Movistar Riders Jinetes Blad3 Blade

NABOWOW vê em Blad3 o candidato #1 à sucessão | Fotografia por: Esportmaniacos/Marta Portela

Desafiado a apontar um sucessor para a sua posição, NABOWOW concordou que um nome como Juve deveria ser equacionado, julgando no entanto que o antigo treinador da Movistar Riders será o candidato mais apetecível: “Se Blad3 fosse parar aos SAW era muito bom mesmo (…)

É um nome muito forte. Nunca trabalhei com ele mas, da maneira que falam e para os objetivos que a SAW tem, com um coach como ele as coisas podiam tornar-se realidade.” 
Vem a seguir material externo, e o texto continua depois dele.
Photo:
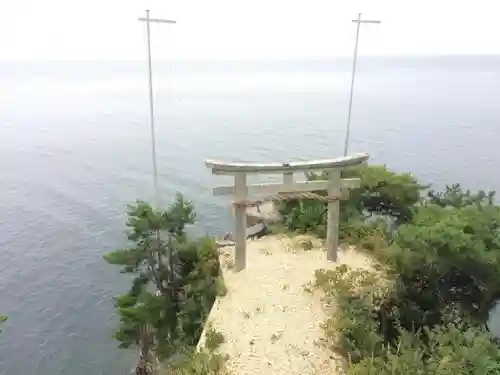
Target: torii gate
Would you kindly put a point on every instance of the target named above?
(240, 190)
Relativamente ao seu futuro, o técnico português acredita que um regresso a analista só poderia ser feito numa equipa grande com um treinador que tivesse muito para lhe oferecer em termos táticos, acreditando que o seu caminho terá sempre de ser feito fora de portas e nunca no cenário português.

“Em Portugal, tu só vais fazer isto nos SAW, não há outra equipa, a não ser que, por exemplo, os OFFSET voltassem. Falamos de valores de mercado diferentes dos que eram (praticados) antes, tem de se olhar para os resultados”, adiantou NABOWOW que já terá sido alvo de algumas abordagens.

“Não recebi propostas oficiais ainda mas já surgiu interesse”, considerando forte uma das equipas que já o sondou com ambições de estar presente no Major, não tendo participado no torneio de Copenhaga. Ainda sobre hipóteses de futuro, equipas brasileiras são do agrado do português que se mostrou feliz com a associação à FURIA.

FalleN FURIA Major

“Qualquer um que dissesse que não gostava de treinar o FalleN, é mentiroso” | Fotografia por: PGL

“É um reconhecimento do meu trabalho”, concluiu NABOWOW sobre os pedidos feitos por fãs da equipa, considerando improvável a sua contratação para o projeto no qual tem interesse: “Seria mentiroso se dissesse que não gostava de treinar a FURIA.

Qualquer um que dissesse que não gostava de treinar o FalleN, é mentiroso. Se aceitava uma proposta para os treinar? Provavelmente sim (…) teria de receber primeiro a proposta e analisar, mas gostava.”

Nos próximos tempos, o técnico irá aproveitar para passar mais tempo com a família, namorada e amigos antes de explorar as suas opções para o futuro, estando já aberto a contactos e a planear o passo seguinte com foco também na transmissão do seu conhecimento.